Wapienica (Lobnitz; Wapienika) is an osiedle (district) of Bielsko-Biała, Silesian Voivodeship, southern Poland. The osiedle has an area of 25.8856 km^{2} and on December 31, 2006, had 10,439 inhabitants.

It is located in the western part of the city, alongside Wapienica river.

== History ==
The village was established in the middle of the 16th century and was first mentioned in 1571 as Lopnitz. The village was most probably established be German settlers but they borrowed the name of the settlement from the Slavic name of the local stream Łopienica.
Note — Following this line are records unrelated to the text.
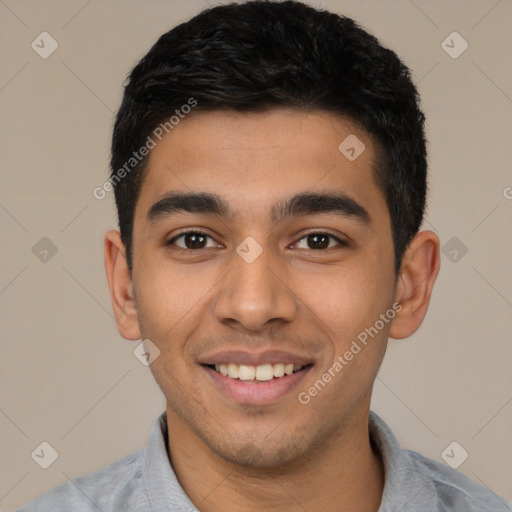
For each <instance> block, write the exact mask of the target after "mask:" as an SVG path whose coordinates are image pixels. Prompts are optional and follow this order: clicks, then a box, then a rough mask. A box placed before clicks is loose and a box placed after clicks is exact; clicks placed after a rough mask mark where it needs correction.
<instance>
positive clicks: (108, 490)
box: [18, 412, 512, 512]
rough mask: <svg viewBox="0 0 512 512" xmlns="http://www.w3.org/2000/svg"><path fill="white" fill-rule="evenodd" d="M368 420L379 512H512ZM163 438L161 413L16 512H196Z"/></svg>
mask: <svg viewBox="0 0 512 512" xmlns="http://www.w3.org/2000/svg"><path fill="white" fill-rule="evenodd" d="M369 422H370V423H369V424H370V436H371V439H372V442H373V444H374V445H375V446H376V447H377V448H378V450H379V451H380V455H381V457H382V460H383V463H384V475H385V476H384V479H385V483H384V493H383V496H382V503H381V505H380V508H379V511H378V512H448V511H449V512H512V507H511V506H510V504H507V503H506V502H505V501H504V500H502V499H501V498H499V497H498V496H497V495H496V494H494V493H492V492H491V491H489V490H488V489H486V488H485V487H482V486H481V485H479V484H477V483H475V482H473V481H472V480H470V479H469V478H467V477H466V476H464V475H463V474H462V473H459V472H457V471H455V470H453V469H451V468H450V467H448V466H446V465H444V464H442V463H440V462H437V461H435V460H433V459H429V458H427V457H423V456H422V455H420V454H419V453H416V452H413V451H409V450H402V449H401V448H400V446H399V445H398V442H397V440H396V439H395V436H394V435H393V433H392V432H391V430H390V429H389V427H388V426H387V425H386V424H385V423H384V421H383V420H382V419H381V418H379V417H378V416H377V415H376V414H375V413H373V412H370V418H369ZM166 439H167V423H166V415H165V413H163V414H162V415H161V416H160V417H159V418H158V419H157V420H156V421H155V423H154V424H153V427H152V429H151V433H150V436H149V441H148V445H147V447H146V448H145V449H144V450H139V451H137V452H135V453H133V454H131V455H128V456H127V457H125V458H123V459H121V460H119V461H117V462H114V463H112V464H109V465H108V466H106V467H104V468H103V469H100V470H99V471H96V472H94V473H90V474H88V475H84V476H81V477H78V478H76V479H74V480H71V481H69V482H66V483H65V484H63V485H61V486H59V487H56V488H55V489H53V490H51V491H49V492H47V493H46V494H43V495H42V496H40V497H39V498H36V499H35V500H34V501H32V502H30V503H29V504H28V505H25V506H24V507H23V508H21V509H19V510H18V512H197V508H195V507H194V505H193V503H192V502H191V501H190V499H189V498H188V496H187V495H186V493H185V491H184V490H183V488H182V487H181V485H180V484H179V482H178V480H177V478H176V475H175V474H174V471H173V469H172V466H171V465H170V463H169V458H168V456H167V449H166ZM199 506H200V505H199ZM220 509H222V504H220Z"/></svg>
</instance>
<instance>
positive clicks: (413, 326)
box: [389, 231, 441, 339]
mask: <svg viewBox="0 0 512 512" xmlns="http://www.w3.org/2000/svg"><path fill="white" fill-rule="evenodd" d="M440 262H441V260H440V254H439V238H438V236H437V235H436V234H435V233H434V232H432V231H421V232H419V233H418V234H417V235H416V236H415V237H414V238H413V240H412V241H411V243H410V244H409V247H408V248H407V250H406V252H405V255H404V257H403V259H402V266H401V269H400V275H399V277H398V280H397V285H396V292H395V302H397V303H400V304H401V306H402V308H401V310H400V311H399V312H398V313H397V315H396V316H395V318H394V319H393V322H392V323H391V327H390V331H389V336H390V337H391V338H395V339H403V338H407V337H408V336H411V335H412V334H413V333H414V332H416V330H417V329H418V328H419V326H420V325H421V323H422V322H423V319H424V318H425V315H426V314H427V309H428V305H429V303H430V297H431V296H432V289H433V287H434V283H435V280H436V278H437V275H438V273H439V267H440Z"/></svg>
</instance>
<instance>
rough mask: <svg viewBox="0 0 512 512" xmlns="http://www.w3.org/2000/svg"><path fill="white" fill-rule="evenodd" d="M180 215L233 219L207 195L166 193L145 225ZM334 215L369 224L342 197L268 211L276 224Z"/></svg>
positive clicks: (364, 223) (355, 210)
mask: <svg viewBox="0 0 512 512" xmlns="http://www.w3.org/2000/svg"><path fill="white" fill-rule="evenodd" d="M179 213H203V214H209V215H216V216H218V217H221V218H224V219H232V218H233V217H234V215H233V212H232V210H231V209H230V207H229V204H228V203H226V202H225V201H224V199H222V198H221V197H220V196H218V195H216V194H210V193H206V192H187V193H180V192H168V193H167V194H165V195H164V196H163V197H162V198H161V199H160V200H158V201H157V202H156V203H155V204H153V205H152V206H151V208H150V209H149V210H148V213H147V221H148V222H149V223H154V222H156V221H157V220H159V219H161V218H164V217H168V216H171V215H175V214H179ZM320 213H335V214H337V215H340V216H342V217H345V218H353V219H354V220H356V221H359V222H362V223H363V224H370V222H371V218H370V214H369V213H368V211H367V210H366V209H365V208H364V207H363V206H362V205H360V204H359V203H358V202H357V201H355V200H354V199H352V198H350V197H349V196H347V195H346V194H344V193H341V192H338V193H332V192H328V193H311V192H305V193H299V194H296V195H294V196H292V197H291V198H288V199H286V200H285V201H284V202H280V203H278V204H275V205H274V206H273V207H272V210H271V218H272V221H274V222H278V221H281V220H283V219H285V218H287V217H298V216H305V215H315V214H320Z"/></svg>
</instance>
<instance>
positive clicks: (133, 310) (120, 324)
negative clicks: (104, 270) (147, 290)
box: [105, 230, 141, 340]
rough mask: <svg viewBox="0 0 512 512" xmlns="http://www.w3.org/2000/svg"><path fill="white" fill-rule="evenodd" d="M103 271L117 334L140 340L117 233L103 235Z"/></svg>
mask: <svg viewBox="0 0 512 512" xmlns="http://www.w3.org/2000/svg"><path fill="white" fill-rule="evenodd" d="M105 271H106V273H107V280H108V285H109V288H110V298H111V300H112V307H113V309H114V315H115V317H116V323H117V329H118V331H119V334H120V335H121V336H122V337H123V338H125V339H127V340H138V339H140V338H141V334H140V328H139V323H138V317H137V307H136V301H135V294H134V289H133V282H132V276H131V275H130V271H129V269H128V265H127V263H126V251H125V247H124V244H123V242H122V240H121V234H120V233H119V231H116V230H111V231H108V232H107V233H106V235H105Z"/></svg>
Politically it belonged initially to the Duchy of Teschen, a fee of the Kingdom of Bohemia and also a part of the Habsburg monarchy. Soon after in 1572 it became a part of the Bielsko state country (since 1754 a duchy). In the 19th century it was partially industrialized due to its proximity to Bielsko.

After the Revolutions of 1848 in the Austrian Empire a modern municipal division was introduced in the re-established Austrian Silesia. The village as a municipality was subscribed to the political and legal district of Bielsko. According to the censuses conducted in 1880, 1890, 1900 and 1910 the population of the municipality grew from 792 in 1880 to 823 in 1910 with a majority being native German-speakers (at most 90.2% in 1880, at least 66.1% in 1890) accompanied by a Polish-speaking minority (at least 9.7% in 1880, at most 33.8% in 1890). In terms of religion in 1910 majority were Protestants (63.7%), followed by Roman Catholics (34.3%) and Jews (7 people), additional 10 people adhered to yet another faiths. It was then considered to be a part of a German language island around Bielsko (German: Bielitz-Bialaer Sprachinsel).

After World War I, fall of Austria-Hungary, Polish–Czechoslovak War and the division of Cieszyn Silesia in 1920, it became a part of Poland. It was then annexed by Nazi Germany at the beginning of World War II. After the war it was restored to Poland. The local German-speaking population fled or was expelled.

Wapienica became administratively a part of Bielsko-Biała in 1977.